Scroll ke bawah untuk melanjutkan membaca
Menurut politikus Partai Gerindra ini, para pengusaha menyampaikan bahwa para pelaku usaha dan pemerintah harus berjalan beriringan. “Indonesia incorporated disepakati bahwa sektor swasta yang kuat, maju, terus harus kita bantu, kita dorong. Karena salah satu kunci ekonomi adalah di teman-teman pengusaha ini,” kata Prasetyo.
Ia menerangkan, sejumlah poin yang dibahas di antaranya terkait dengan pengembangan sektor padat karya dan cara Indonesia menjadi lebih kompetitif di level global. “Dalam hal misalnya industri tekstil, industri garmen, industri sepatu. Bagaimana kemudian kita menyatukan persepsi bahwa kita harus juga berpikir untuk berkompetisi di tingkat global,” tutur Prasetyo.
Prasetyo menegaskan Indonesia tidak bisa hanya mengandalkan pasar kompetitif dalam negeri. “Sementara beberapa negara yang lain mengambil pangsa pasar tersebut yang sebenarnya itu merupakan keunggulan kompetitif negara kita juga,” ujar dia.

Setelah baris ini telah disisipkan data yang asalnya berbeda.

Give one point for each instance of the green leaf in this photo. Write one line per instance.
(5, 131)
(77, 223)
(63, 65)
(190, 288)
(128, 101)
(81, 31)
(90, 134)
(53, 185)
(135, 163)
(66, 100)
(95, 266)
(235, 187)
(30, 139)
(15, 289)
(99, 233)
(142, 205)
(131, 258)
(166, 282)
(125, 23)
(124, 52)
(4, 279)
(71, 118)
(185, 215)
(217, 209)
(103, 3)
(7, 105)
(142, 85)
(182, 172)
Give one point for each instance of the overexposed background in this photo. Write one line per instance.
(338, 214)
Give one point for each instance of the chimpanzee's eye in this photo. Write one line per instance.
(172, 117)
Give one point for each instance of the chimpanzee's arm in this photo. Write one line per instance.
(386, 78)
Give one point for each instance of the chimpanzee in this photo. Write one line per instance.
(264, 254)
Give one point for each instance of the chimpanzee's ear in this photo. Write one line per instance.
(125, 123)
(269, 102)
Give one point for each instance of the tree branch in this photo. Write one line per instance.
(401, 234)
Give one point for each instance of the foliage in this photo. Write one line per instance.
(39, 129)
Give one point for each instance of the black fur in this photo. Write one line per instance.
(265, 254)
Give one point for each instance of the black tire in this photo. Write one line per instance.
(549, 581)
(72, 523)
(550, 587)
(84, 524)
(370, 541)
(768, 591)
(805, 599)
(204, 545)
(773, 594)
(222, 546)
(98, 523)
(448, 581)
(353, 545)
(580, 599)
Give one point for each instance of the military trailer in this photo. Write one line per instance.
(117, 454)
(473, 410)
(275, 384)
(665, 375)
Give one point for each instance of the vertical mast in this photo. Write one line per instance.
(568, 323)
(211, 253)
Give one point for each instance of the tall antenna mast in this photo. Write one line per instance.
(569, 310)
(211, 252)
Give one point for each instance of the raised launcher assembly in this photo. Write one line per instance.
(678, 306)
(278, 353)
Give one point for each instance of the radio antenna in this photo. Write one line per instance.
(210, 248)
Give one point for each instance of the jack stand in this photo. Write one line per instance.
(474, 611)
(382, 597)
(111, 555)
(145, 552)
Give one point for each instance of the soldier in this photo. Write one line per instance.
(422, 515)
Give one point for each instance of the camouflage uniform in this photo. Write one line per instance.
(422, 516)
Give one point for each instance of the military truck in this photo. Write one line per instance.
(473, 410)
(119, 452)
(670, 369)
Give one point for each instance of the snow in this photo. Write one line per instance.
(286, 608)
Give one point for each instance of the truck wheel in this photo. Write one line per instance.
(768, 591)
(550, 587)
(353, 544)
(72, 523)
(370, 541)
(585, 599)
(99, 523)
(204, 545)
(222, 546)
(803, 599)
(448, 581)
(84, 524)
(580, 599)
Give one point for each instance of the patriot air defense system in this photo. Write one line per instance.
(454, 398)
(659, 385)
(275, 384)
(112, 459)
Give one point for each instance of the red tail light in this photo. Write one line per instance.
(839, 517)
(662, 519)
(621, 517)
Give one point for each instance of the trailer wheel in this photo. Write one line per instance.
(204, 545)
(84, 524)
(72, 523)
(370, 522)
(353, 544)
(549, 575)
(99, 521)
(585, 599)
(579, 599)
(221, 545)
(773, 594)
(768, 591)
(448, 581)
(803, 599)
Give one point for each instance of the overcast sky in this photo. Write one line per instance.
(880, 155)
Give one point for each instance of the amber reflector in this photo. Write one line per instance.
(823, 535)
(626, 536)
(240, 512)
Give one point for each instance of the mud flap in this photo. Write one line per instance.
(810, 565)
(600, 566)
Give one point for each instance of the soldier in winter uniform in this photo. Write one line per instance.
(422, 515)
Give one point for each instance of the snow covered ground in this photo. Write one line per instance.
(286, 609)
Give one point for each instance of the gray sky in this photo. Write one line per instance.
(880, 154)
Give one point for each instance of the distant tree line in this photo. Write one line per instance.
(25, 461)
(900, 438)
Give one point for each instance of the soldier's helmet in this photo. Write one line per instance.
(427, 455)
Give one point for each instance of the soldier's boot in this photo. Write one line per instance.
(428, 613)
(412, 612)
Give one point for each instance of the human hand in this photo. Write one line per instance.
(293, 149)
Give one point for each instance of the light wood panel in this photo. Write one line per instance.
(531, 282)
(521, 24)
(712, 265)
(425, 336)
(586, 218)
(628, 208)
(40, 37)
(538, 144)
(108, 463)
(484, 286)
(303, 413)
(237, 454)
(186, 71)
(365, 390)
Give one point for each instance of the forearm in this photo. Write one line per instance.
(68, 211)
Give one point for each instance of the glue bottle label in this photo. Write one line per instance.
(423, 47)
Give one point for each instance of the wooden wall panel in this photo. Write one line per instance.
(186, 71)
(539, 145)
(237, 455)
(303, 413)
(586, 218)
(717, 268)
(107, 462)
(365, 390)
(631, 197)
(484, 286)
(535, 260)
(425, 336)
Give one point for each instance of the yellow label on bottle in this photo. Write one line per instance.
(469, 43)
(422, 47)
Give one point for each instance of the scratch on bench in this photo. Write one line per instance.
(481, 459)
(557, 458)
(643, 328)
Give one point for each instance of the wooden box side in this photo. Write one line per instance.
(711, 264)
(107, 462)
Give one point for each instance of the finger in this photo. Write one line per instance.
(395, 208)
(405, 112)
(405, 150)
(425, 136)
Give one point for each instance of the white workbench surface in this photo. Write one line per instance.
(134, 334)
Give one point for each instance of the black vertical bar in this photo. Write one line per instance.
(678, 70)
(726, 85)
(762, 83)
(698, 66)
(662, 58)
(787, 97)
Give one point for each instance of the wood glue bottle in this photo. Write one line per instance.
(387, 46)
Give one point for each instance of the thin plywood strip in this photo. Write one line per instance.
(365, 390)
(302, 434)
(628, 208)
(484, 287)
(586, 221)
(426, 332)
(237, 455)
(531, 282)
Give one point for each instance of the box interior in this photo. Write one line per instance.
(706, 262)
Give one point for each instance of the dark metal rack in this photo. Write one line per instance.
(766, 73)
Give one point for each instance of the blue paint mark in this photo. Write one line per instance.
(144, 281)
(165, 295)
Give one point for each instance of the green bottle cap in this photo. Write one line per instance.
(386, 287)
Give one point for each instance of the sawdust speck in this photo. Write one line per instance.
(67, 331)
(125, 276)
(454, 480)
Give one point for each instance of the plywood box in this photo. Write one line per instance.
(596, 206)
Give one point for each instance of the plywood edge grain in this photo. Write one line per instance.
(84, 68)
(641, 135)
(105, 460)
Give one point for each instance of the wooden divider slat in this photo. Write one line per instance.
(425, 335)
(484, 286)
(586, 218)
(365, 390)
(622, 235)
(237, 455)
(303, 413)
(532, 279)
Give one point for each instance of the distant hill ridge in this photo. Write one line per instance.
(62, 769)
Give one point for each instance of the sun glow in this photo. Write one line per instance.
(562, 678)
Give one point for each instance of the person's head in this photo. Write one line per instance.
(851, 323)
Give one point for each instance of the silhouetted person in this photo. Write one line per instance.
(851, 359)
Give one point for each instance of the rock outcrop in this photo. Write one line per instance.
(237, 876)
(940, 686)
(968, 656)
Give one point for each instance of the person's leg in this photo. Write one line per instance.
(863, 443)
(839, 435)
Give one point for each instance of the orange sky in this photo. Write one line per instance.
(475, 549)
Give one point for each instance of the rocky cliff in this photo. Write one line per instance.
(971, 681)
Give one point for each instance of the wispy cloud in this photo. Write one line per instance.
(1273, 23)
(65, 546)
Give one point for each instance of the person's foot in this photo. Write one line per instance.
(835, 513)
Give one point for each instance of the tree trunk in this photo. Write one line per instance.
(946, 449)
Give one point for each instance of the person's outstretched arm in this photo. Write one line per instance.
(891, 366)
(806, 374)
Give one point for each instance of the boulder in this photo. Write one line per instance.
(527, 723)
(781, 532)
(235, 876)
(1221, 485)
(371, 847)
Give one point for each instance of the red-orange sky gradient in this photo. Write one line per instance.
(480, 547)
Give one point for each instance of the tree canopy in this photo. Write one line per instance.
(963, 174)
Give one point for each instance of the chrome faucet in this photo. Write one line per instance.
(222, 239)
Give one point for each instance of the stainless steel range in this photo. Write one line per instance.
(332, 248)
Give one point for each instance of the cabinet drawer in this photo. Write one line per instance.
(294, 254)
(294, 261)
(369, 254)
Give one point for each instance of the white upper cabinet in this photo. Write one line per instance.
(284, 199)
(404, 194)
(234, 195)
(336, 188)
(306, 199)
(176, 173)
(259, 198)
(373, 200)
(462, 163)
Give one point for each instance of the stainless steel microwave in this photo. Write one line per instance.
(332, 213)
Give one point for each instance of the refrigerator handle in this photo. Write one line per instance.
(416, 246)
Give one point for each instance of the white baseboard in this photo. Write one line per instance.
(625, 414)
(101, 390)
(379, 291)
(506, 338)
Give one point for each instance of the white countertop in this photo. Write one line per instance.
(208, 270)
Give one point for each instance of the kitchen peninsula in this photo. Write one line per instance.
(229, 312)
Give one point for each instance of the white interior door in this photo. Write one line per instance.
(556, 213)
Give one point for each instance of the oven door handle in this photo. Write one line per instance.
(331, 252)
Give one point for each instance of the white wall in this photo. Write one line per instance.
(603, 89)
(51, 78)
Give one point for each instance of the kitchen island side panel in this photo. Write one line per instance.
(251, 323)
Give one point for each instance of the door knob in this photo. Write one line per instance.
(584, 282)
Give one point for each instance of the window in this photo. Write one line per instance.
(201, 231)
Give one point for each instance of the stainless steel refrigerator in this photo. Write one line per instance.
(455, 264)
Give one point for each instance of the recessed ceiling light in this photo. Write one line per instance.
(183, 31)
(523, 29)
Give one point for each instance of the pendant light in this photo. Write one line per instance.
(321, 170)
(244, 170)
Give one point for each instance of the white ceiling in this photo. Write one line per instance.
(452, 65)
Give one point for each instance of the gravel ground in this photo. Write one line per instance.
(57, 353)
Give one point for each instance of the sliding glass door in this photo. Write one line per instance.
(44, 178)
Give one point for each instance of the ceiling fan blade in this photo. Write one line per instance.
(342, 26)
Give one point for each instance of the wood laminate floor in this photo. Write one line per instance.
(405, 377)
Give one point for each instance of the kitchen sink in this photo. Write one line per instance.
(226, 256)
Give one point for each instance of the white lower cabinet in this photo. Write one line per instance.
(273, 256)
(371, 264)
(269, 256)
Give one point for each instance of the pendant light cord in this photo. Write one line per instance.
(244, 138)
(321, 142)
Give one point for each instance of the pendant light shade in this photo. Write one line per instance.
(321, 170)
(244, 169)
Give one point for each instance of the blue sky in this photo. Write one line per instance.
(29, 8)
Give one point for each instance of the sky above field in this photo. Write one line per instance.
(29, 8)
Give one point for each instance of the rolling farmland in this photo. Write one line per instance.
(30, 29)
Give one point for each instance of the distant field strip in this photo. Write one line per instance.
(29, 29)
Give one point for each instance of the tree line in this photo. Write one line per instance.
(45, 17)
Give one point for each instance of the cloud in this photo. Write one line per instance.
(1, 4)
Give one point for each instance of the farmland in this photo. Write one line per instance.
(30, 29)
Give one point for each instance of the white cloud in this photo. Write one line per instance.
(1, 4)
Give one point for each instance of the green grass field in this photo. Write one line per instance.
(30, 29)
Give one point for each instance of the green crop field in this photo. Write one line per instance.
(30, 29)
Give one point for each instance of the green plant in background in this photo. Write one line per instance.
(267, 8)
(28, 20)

Sebelumnya, Prabowo Subianto beraudiensi dengan 22 pengusaha dari Apindo di kediaman pribadinya di Hambalang, Bogor, Jawa Barat pada Senin malam, 9 Februari 2026.
Pertemuan Kepala Negara dengan para pengusaha berlangsung sejak pukul 18.50 hingga 22.00 WIB. Kepada para pengusaha, Prabowo mengatakan mereka memiliki peran strategis untuk menciptakan lapangan kerja di Indonesia.
Prabowo menjelaskan visinya soal Indonesia Incorporated atau Korporasi Indonesia, yaitu pemerintahan yang bekerja sama dengan dunia usaha dan seluruh pemangku kepentingan guna memperkuat daya saing nasional serta mempercepat pembangunan ekonomi.
“Pembangunan industri harus memberikan manfaat nyata bagi rakyat, membuka lapangan kerja seluas-luasnya, dan memperkuat kemandirian bangsa,” kata Prabowo seperti dikutip dalam keterangan tertulis.